Rose-Louise also works regularly with the MSF team in Peshawar. In May 2011, the team opened a hospital dedicated to women's health and to gynecological and obstetric diseases.

There's still a lot of work to do. For example, women who need emergency care often arrive at the hospital late – sometimes too late. "We had a patient who arrived in a coma following eclampsia (a serious complication of pregnancy that can be fatal for the mother and/or the fetus, characterized by convulsions). Despite the emergency caesarian, treatment and the care we provided, she died several hours later. She had not received the prenatal care that could have prevented this and she arrived too late. Nothing more could be done for her. These kinds of examples are more common than I ever would have imagined." Similarly, young Pakistani women who give birth typically do not nurse in the maternity ward, but at home. "MSF is not well-established enough yet to propose a change. As a result, patients leave the unit too soon – sometimes just one hour after delivery. Postpartum monitoring is not as careful as in France, for example."

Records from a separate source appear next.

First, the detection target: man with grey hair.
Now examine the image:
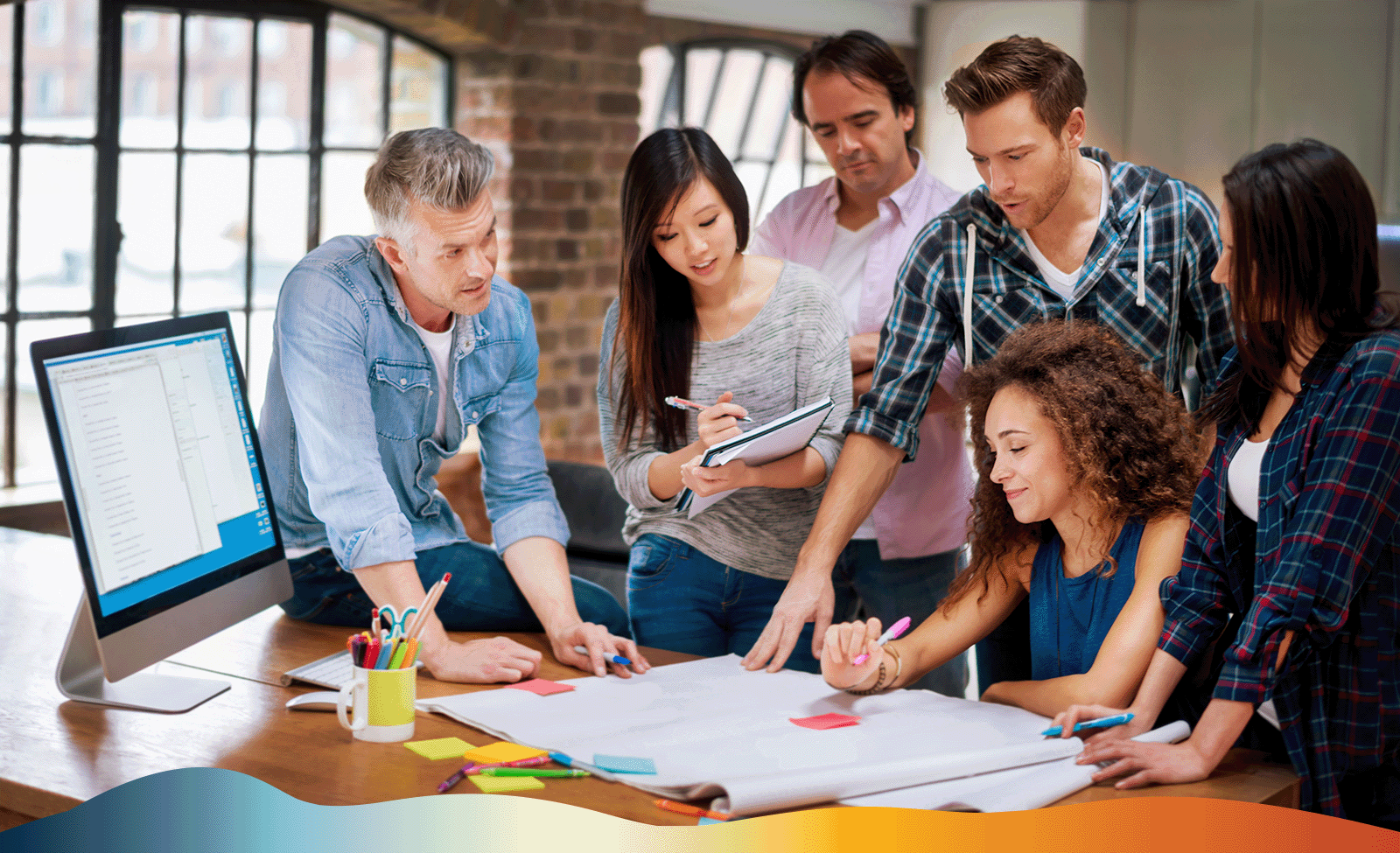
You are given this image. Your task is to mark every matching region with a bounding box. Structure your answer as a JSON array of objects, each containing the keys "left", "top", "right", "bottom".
[{"left": 261, "top": 128, "right": 648, "bottom": 682}]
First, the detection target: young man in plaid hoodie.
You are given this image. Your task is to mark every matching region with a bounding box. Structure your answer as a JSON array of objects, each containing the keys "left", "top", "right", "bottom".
[{"left": 745, "top": 37, "right": 1234, "bottom": 689}]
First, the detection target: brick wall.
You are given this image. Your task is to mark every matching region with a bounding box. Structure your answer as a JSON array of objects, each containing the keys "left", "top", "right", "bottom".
[{"left": 458, "top": 0, "right": 646, "bottom": 461}]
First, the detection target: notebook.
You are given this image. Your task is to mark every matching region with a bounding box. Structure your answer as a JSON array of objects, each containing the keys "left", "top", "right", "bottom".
[{"left": 676, "top": 396, "right": 833, "bottom": 518}]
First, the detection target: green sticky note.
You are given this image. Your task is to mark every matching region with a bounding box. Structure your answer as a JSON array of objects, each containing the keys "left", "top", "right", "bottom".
[
  {"left": 404, "top": 738, "right": 472, "bottom": 760},
  {"left": 467, "top": 776, "right": 544, "bottom": 794}
]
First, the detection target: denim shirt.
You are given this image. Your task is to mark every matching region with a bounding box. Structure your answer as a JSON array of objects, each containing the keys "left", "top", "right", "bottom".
[{"left": 259, "top": 237, "right": 569, "bottom": 570}]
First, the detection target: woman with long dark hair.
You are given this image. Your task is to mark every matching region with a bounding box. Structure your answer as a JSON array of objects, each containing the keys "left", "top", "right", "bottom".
[
  {"left": 822, "top": 321, "right": 1199, "bottom": 716},
  {"left": 1064, "top": 140, "right": 1400, "bottom": 828},
  {"left": 598, "top": 128, "right": 851, "bottom": 671}
]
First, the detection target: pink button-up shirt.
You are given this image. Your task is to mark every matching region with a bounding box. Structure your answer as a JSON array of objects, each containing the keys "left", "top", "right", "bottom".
[{"left": 749, "top": 151, "right": 973, "bottom": 560}]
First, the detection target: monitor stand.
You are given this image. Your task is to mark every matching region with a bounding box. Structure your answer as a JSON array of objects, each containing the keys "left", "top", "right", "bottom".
[{"left": 58, "top": 594, "right": 229, "bottom": 715}]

In spite of everything, the programmeme is moving forward. MSF has been providing the maternity unit with necessary medicines since July. Previously, the unit ran out of supplies frequently In addition, families were responsible for buying medicine, at a cost of up to 10% of the average Pakistani's salary. "Our work might be a drop in the ocean of needs," Rose-Louise acknowledges, "but I fought for the patients of Hangu."